The new study was much larger — 20,961 diabetic adult patients from Parma, Italy, enrolled with one of 242 primary care physicians.
In order to more accurately measure empathy, researchers also designed and validated a new instrument to measure physician empathy in the context of medical education and patient care. The tool relies on the definition of empathy in the context of patient care as a predominately cognitive attribute that involves an understanding of patient’s concerns, pain, and suffering, and an intention to help.
In the current study, researchers sought to measure how a physician’s empathy impacted a diabetic patient’s treatment outcomes. To do this, the researchers used the results of two medical tests: the hemoglobin A1c test and cholesterol levels measurements.

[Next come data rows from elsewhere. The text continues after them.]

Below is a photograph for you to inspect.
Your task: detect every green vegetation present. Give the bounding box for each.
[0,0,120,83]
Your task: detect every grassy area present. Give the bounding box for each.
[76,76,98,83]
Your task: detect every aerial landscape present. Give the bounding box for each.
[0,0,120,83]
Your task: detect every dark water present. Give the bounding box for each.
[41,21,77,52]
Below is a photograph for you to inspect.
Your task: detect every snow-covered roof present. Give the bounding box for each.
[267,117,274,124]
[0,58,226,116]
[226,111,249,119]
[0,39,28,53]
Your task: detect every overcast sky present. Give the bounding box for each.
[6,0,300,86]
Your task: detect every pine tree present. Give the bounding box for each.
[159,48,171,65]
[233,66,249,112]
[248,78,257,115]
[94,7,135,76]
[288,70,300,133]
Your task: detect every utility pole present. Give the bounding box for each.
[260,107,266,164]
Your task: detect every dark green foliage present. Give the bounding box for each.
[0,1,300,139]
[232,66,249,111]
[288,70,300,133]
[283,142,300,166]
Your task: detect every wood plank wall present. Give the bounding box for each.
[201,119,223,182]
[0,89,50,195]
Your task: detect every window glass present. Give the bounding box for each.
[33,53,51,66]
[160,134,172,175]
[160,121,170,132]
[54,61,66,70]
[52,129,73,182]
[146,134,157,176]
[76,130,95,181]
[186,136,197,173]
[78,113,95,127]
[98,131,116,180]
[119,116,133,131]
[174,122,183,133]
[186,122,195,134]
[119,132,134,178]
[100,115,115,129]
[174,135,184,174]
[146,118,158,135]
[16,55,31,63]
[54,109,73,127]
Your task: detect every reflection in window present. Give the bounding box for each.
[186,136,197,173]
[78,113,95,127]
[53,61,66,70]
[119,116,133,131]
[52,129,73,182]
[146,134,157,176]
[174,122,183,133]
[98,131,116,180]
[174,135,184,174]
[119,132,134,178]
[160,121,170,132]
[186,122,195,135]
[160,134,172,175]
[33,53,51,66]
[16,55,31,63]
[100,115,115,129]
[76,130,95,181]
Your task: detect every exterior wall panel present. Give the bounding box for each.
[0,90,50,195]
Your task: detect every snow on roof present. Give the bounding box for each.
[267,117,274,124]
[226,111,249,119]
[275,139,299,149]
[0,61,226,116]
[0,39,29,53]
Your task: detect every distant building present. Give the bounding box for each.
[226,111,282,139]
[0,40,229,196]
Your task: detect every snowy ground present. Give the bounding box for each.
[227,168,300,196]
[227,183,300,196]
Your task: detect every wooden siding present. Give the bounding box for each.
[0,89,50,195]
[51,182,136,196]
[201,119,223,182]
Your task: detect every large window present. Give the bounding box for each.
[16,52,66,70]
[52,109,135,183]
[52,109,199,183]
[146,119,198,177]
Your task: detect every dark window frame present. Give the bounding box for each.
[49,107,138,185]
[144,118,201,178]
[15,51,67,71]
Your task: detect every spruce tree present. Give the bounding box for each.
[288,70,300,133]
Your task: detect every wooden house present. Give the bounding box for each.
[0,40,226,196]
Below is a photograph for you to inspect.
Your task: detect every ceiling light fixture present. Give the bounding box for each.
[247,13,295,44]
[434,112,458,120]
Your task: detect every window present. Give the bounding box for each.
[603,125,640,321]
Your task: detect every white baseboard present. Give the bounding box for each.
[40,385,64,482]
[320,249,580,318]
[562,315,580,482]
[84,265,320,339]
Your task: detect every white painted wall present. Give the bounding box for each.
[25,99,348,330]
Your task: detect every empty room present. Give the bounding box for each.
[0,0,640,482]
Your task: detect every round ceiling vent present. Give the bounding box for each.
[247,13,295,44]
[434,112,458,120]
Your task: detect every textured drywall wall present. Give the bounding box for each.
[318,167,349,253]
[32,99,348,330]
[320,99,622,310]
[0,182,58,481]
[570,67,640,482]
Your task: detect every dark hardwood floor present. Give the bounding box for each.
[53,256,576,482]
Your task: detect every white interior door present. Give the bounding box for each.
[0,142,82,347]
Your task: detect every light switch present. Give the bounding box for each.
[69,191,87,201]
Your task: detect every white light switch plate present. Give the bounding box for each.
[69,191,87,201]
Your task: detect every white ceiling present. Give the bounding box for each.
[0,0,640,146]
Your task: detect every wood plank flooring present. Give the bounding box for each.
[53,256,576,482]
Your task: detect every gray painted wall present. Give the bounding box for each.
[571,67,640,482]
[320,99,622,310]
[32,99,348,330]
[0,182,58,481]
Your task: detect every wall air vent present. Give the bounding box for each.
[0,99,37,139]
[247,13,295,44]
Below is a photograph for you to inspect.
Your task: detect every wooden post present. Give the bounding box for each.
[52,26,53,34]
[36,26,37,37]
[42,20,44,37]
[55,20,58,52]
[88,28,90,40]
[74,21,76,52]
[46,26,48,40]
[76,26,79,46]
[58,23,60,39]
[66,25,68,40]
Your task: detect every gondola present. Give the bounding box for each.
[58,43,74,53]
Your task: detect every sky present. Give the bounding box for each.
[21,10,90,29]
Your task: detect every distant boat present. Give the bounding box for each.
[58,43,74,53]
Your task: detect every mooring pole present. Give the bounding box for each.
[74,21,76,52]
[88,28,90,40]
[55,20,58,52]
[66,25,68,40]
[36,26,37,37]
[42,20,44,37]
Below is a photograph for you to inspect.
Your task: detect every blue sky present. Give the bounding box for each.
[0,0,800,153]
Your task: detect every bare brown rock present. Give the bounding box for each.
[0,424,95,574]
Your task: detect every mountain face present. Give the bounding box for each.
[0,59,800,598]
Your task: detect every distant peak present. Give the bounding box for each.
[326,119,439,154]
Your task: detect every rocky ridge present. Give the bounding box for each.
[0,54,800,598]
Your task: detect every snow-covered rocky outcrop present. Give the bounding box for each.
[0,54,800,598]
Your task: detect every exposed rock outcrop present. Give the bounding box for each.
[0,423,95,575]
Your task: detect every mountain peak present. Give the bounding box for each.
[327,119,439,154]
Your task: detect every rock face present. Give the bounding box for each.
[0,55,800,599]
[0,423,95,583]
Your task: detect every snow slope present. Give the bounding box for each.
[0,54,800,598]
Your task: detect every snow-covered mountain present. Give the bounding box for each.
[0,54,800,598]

Investigators found a direct association between a higher physician empathy score and better control of patients’ hemoglobin A1c and cholesterol level.
“This new, large-scale research study has confirmed that empathic physician-patient relationships is an important factor in positive outcomes,” said researcher Mohammadreza Hojat, Ph.D.
“It takes our hypothesis one step further. Compared to our initial study, it has a much larger number of patients and physicians, a different tangible clinical outcome, hospital admission for acute metabolic complications, and a cross-cultural feature that will allow for generalization of the findings in different cultures, and different health care systems.”
The level of medical complications among hospitalized patients was also accessed.
Physicians in the higher empathy score group had a lower rate of patients with acute metabolic complications. For example, physicians with higher empathy levels had 29 (out of 7,224) patients admitted to the hospital.
Physicians with lower levels of empathy had 42 (out of 6,434) patients admitted to the hospital — a 30 percent increase.
Researchers say the Italian health care system mandates that all residents enroll with a primary care physician. “This regulation results in a better defined relationship between the patients and their primary care physicians than what exists in the United States,” said co-author Daniel Z. Louis, M.S.
“Italy has a lower rate of switching doctors, facilitating long-lasting physician patient relationships,” added co-author Vittorio Maio, Pharm.D., M.S., M.S.P.H.
According to the federal Centers for Disease Control and Prevention, over 25 million people in the U.S. population have been diagnosed with diabetes, with almost 700,000 hospitalizations per year. There are approximately 2 million new cases per year. Worldwide, the number of total cases jumps to 180 million.
Researchers say the results of the study confirm that a validated measure of physician empathy is positively associated with improved clinical care among diabetic patients with acute metabolic.